It is showed that for a fixed momentum $p$ and small masses $m_2$ and $m_3$ , $E_2-E_3\cong \frac{\left(m_2^2-m_3^2\right)c^3}{2p}$ .

Explanation of Solution

In this case, the experiment involves setting up a $\mu$-beam at $t=0$ with a definite momentum $p$ .

Write the expression for $E_2$ .

  $E_2=pc\sqrt{1+\frac{{\left(m_2{c}^2\right)}^2}{{\left(pc\right)}^2}}$

Here, $m_2$ is the mass of ${\nu }_2$ .

Rewrite the above equation for very small masses such that $m_2{c}^2<<pc$ .

  $E_2\cong pc\left(1+\frac{{\left(m_2{c}^2\right)}^2}{2{\left(pc\right)}^2}\right)$        (VIII)

Write the expression for $E_3$ .

  $E_3=pc\sqrt{1+\frac{{\left(m_3{c}^2\right)}^2}{{\left(pc\right)}^2}}$

Here, $m_3$ is the mass of ${\nu }_3$ .

Rewrite the above equation for very small masses such that $m_3{c}^2<<pc$ .

  $E_3\cong pc\left(1+\frac{{\left(m_3{c}^2\right)}^2}{2{\left(pc\right)}^2}\right)$        (IX)

Find $E_2-E_3$ using equations (VIII) and (IX).

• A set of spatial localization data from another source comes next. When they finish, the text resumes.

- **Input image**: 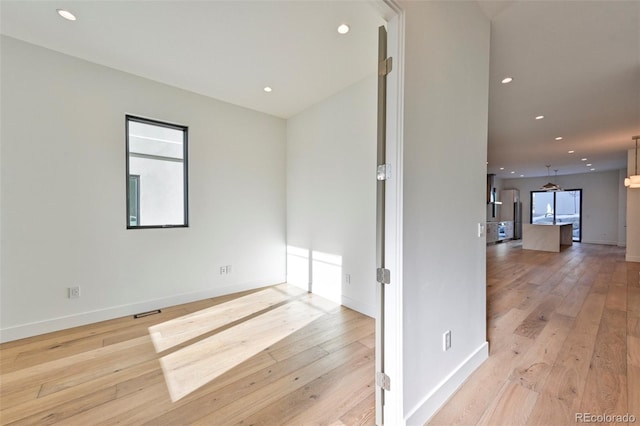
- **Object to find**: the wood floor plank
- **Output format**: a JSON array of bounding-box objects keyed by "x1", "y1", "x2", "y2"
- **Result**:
[
  {"x1": 526, "y1": 292, "x2": 606, "y2": 425},
  {"x1": 1, "y1": 285, "x2": 374, "y2": 426},
  {"x1": 189, "y1": 342, "x2": 370, "y2": 425},
  {"x1": 508, "y1": 312, "x2": 574, "y2": 392},
  {"x1": 475, "y1": 381, "x2": 538, "y2": 426},
  {"x1": 267, "y1": 310, "x2": 367, "y2": 362},
  {"x1": 240, "y1": 346, "x2": 373, "y2": 425},
  {"x1": 1, "y1": 336, "x2": 152, "y2": 401},
  {"x1": 427, "y1": 334, "x2": 534, "y2": 425},
  {"x1": 555, "y1": 274, "x2": 595, "y2": 317},
  {"x1": 148, "y1": 286, "x2": 291, "y2": 353},
  {"x1": 1, "y1": 355, "x2": 159, "y2": 423},
  {"x1": 513, "y1": 294, "x2": 563, "y2": 339},
  {"x1": 6, "y1": 387, "x2": 117, "y2": 426},
  {"x1": 281, "y1": 360, "x2": 374, "y2": 425},
  {"x1": 83, "y1": 350, "x2": 279, "y2": 426},
  {"x1": 136, "y1": 346, "x2": 326, "y2": 426},
  {"x1": 2, "y1": 244, "x2": 634, "y2": 426},
  {"x1": 338, "y1": 389, "x2": 375, "y2": 426},
  {"x1": 431, "y1": 242, "x2": 634, "y2": 426},
  {"x1": 579, "y1": 308, "x2": 628, "y2": 419},
  {"x1": 628, "y1": 364, "x2": 640, "y2": 422}
]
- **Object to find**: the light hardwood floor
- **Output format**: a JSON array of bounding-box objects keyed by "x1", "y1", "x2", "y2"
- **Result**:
[
  {"x1": 1, "y1": 242, "x2": 637, "y2": 425},
  {"x1": 430, "y1": 241, "x2": 639, "y2": 425},
  {"x1": 0, "y1": 285, "x2": 376, "y2": 425}
]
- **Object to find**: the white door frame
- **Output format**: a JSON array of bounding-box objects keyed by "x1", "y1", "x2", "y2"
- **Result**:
[{"x1": 375, "y1": 1, "x2": 404, "y2": 424}]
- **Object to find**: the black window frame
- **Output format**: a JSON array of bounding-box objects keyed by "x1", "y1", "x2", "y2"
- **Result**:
[
  {"x1": 530, "y1": 189, "x2": 582, "y2": 242},
  {"x1": 125, "y1": 115, "x2": 189, "y2": 229},
  {"x1": 128, "y1": 174, "x2": 140, "y2": 226}
]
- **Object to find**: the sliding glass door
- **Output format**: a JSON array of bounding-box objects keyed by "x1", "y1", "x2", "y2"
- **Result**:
[{"x1": 531, "y1": 189, "x2": 582, "y2": 242}]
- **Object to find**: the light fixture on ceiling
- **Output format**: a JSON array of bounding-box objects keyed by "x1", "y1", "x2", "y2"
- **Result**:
[
  {"x1": 263, "y1": 86, "x2": 272, "y2": 93},
  {"x1": 535, "y1": 115, "x2": 544, "y2": 120},
  {"x1": 501, "y1": 77, "x2": 513, "y2": 84},
  {"x1": 337, "y1": 24, "x2": 350, "y2": 34},
  {"x1": 624, "y1": 135, "x2": 640, "y2": 189},
  {"x1": 56, "y1": 9, "x2": 76, "y2": 21},
  {"x1": 555, "y1": 136, "x2": 563, "y2": 141},
  {"x1": 540, "y1": 165, "x2": 563, "y2": 191}
]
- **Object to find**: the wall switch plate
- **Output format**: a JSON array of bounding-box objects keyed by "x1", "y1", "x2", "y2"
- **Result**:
[
  {"x1": 478, "y1": 223, "x2": 485, "y2": 238},
  {"x1": 443, "y1": 330, "x2": 451, "y2": 351},
  {"x1": 226, "y1": 265, "x2": 232, "y2": 274},
  {"x1": 345, "y1": 274, "x2": 351, "y2": 284},
  {"x1": 68, "y1": 286, "x2": 80, "y2": 299}
]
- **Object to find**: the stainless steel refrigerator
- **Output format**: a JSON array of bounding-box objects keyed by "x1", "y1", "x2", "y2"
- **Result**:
[{"x1": 500, "y1": 189, "x2": 522, "y2": 240}]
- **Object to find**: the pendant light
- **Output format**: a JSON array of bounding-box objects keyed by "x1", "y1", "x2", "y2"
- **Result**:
[
  {"x1": 624, "y1": 135, "x2": 640, "y2": 189},
  {"x1": 541, "y1": 165, "x2": 563, "y2": 191}
]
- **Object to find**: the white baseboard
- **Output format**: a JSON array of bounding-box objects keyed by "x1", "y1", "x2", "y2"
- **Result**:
[
  {"x1": 626, "y1": 254, "x2": 640, "y2": 263},
  {"x1": 405, "y1": 341, "x2": 489, "y2": 426},
  {"x1": 581, "y1": 239, "x2": 618, "y2": 246},
  {"x1": 341, "y1": 295, "x2": 376, "y2": 319},
  {"x1": 0, "y1": 278, "x2": 284, "y2": 343}
]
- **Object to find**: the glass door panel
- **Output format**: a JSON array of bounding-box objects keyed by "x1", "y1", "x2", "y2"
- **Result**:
[
  {"x1": 556, "y1": 190, "x2": 581, "y2": 241},
  {"x1": 531, "y1": 191, "x2": 555, "y2": 225},
  {"x1": 530, "y1": 189, "x2": 582, "y2": 242}
]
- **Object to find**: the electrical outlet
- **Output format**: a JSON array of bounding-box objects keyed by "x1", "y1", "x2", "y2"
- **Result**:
[
  {"x1": 443, "y1": 330, "x2": 451, "y2": 351},
  {"x1": 68, "y1": 286, "x2": 80, "y2": 299},
  {"x1": 478, "y1": 223, "x2": 485, "y2": 238}
]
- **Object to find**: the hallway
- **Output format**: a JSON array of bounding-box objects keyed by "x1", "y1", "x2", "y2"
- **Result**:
[{"x1": 430, "y1": 242, "x2": 639, "y2": 425}]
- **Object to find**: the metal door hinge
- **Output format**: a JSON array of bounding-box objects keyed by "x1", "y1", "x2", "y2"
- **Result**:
[
  {"x1": 376, "y1": 372, "x2": 391, "y2": 391},
  {"x1": 377, "y1": 164, "x2": 391, "y2": 181},
  {"x1": 378, "y1": 57, "x2": 393, "y2": 76},
  {"x1": 377, "y1": 268, "x2": 391, "y2": 285}
]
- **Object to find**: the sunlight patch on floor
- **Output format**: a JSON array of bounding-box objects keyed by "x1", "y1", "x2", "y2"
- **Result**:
[
  {"x1": 152, "y1": 289, "x2": 338, "y2": 402},
  {"x1": 148, "y1": 287, "x2": 292, "y2": 353}
]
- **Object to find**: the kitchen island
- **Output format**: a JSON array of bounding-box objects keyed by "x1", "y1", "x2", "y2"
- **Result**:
[{"x1": 522, "y1": 223, "x2": 573, "y2": 252}]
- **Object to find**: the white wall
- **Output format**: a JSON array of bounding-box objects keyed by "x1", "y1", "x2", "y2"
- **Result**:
[
  {"x1": 286, "y1": 74, "x2": 377, "y2": 316},
  {"x1": 399, "y1": 1, "x2": 490, "y2": 423},
  {"x1": 627, "y1": 148, "x2": 640, "y2": 261},
  {"x1": 618, "y1": 169, "x2": 627, "y2": 247},
  {"x1": 0, "y1": 37, "x2": 287, "y2": 341},
  {"x1": 502, "y1": 169, "x2": 624, "y2": 245}
]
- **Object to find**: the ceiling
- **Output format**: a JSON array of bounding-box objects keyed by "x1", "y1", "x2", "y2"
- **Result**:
[
  {"x1": 1, "y1": 1, "x2": 639, "y2": 179},
  {"x1": 484, "y1": 0, "x2": 640, "y2": 178},
  {"x1": 0, "y1": 0, "x2": 385, "y2": 119}
]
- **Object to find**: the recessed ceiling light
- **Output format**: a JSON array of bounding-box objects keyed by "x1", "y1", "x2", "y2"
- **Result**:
[
  {"x1": 499, "y1": 167, "x2": 505, "y2": 170},
  {"x1": 535, "y1": 115, "x2": 544, "y2": 120},
  {"x1": 568, "y1": 150, "x2": 575, "y2": 154},
  {"x1": 586, "y1": 163, "x2": 592, "y2": 167},
  {"x1": 263, "y1": 86, "x2": 272, "y2": 93},
  {"x1": 581, "y1": 158, "x2": 587, "y2": 161},
  {"x1": 337, "y1": 24, "x2": 350, "y2": 34},
  {"x1": 520, "y1": 174, "x2": 524, "y2": 177},
  {"x1": 510, "y1": 171, "x2": 515, "y2": 174},
  {"x1": 590, "y1": 168, "x2": 596, "y2": 171},
  {"x1": 555, "y1": 136, "x2": 563, "y2": 141},
  {"x1": 501, "y1": 77, "x2": 513, "y2": 84},
  {"x1": 56, "y1": 9, "x2": 76, "y2": 21}
]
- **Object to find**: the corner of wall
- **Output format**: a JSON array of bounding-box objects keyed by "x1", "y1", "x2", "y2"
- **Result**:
[{"x1": 405, "y1": 342, "x2": 489, "y2": 425}]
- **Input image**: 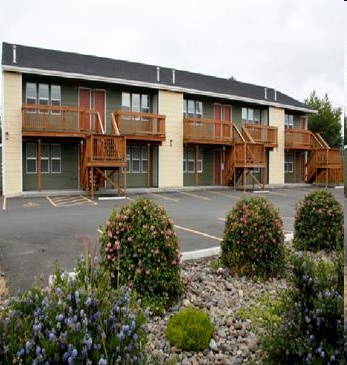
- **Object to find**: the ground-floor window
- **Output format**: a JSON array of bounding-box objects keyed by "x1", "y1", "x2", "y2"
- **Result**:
[
  {"x1": 285, "y1": 152, "x2": 293, "y2": 173},
  {"x1": 183, "y1": 147, "x2": 203, "y2": 173},
  {"x1": 126, "y1": 145, "x2": 148, "y2": 173},
  {"x1": 25, "y1": 142, "x2": 61, "y2": 174}
]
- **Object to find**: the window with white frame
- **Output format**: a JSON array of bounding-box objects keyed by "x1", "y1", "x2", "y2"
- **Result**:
[
  {"x1": 26, "y1": 83, "x2": 37, "y2": 105},
  {"x1": 26, "y1": 143, "x2": 37, "y2": 174},
  {"x1": 121, "y1": 92, "x2": 150, "y2": 114},
  {"x1": 183, "y1": 147, "x2": 203, "y2": 173},
  {"x1": 41, "y1": 143, "x2": 50, "y2": 173},
  {"x1": 183, "y1": 100, "x2": 203, "y2": 118},
  {"x1": 51, "y1": 144, "x2": 61, "y2": 173},
  {"x1": 25, "y1": 83, "x2": 61, "y2": 112},
  {"x1": 285, "y1": 152, "x2": 293, "y2": 173},
  {"x1": 285, "y1": 114, "x2": 294, "y2": 129},
  {"x1": 126, "y1": 145, "x2": 148, "y2": 173},
  {"x1": 241, "y1": 107, "x2": 261, "y2": 123}
]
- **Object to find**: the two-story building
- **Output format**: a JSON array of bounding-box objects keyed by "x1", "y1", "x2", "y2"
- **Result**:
[{"x1": 1, "y1": 42, "x2": 343, "y2": 197}]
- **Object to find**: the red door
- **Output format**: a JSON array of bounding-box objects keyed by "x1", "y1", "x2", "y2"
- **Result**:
[
  {"x1": 214, "y1": 104, "x2": 222, "y2": 138},
  {"x1": 214, "y1": 150, "x2": 221, "y2": 184},
  {"x1": 300, "y1": 117, "x2": 306, "y2": 181},
  {"x1": 94, "y1": 90, "x2": 106, "y2": 132},
  {"x1": 79, "y1": 88, "x2": 91, "y2": 130}
]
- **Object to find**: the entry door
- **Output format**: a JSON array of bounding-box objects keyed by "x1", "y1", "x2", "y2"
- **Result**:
[
  {"x1": 300, "y1": 117, "x2": 306, "y2": 181},
  {"x1": 94, "y1": 90, "x2": 106, "y2": 131}
]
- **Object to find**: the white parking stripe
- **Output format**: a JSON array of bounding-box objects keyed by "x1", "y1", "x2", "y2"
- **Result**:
[
  {"x1": 180, "y1": 191, "x2": 211, "y2": 201},
  {"x1": 174, "y1": 224, "x2": 222, "y2": 241},
  {"x1": 150, "y1": 193, "x2": 179, "y2": 202}
]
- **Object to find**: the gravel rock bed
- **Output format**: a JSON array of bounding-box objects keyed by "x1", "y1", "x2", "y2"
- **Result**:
[{"x1": 144, "y1": 258, "x2": 288, "y2": 365}]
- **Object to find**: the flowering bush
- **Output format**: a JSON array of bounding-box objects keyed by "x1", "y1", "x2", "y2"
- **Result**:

  $\begin{array}{c}{E}_2-E_3=pc\left(1+\frac{{\left(m_2{c}^2\right)}^2}{2{\left(pc\right)}^2}\right)-pc\left(1+\frac{{\left(m_3{c}^2\right)}^2}{2{\left(pc\right)}^2}\right)\\ =\frac{{\left(m_2{c}^2\right)}^2}{2{\left(pc\right)}^2}-\frac{{\left(m_3{c}^2\right)}^2}{2{\left(pc\right)}^2}\\ =\frac{\left(m_2^2-m_3^2\right)c^3}{2p}\end{array}$

Conclusion:

Therefore, it is showed that for a fixed momentum $p$ and small masses $m_2$ and $m_3$ , $E_2-E_3\cong \frac{\left(m_2^2-m_3^2\right)c^3}{2p}$ .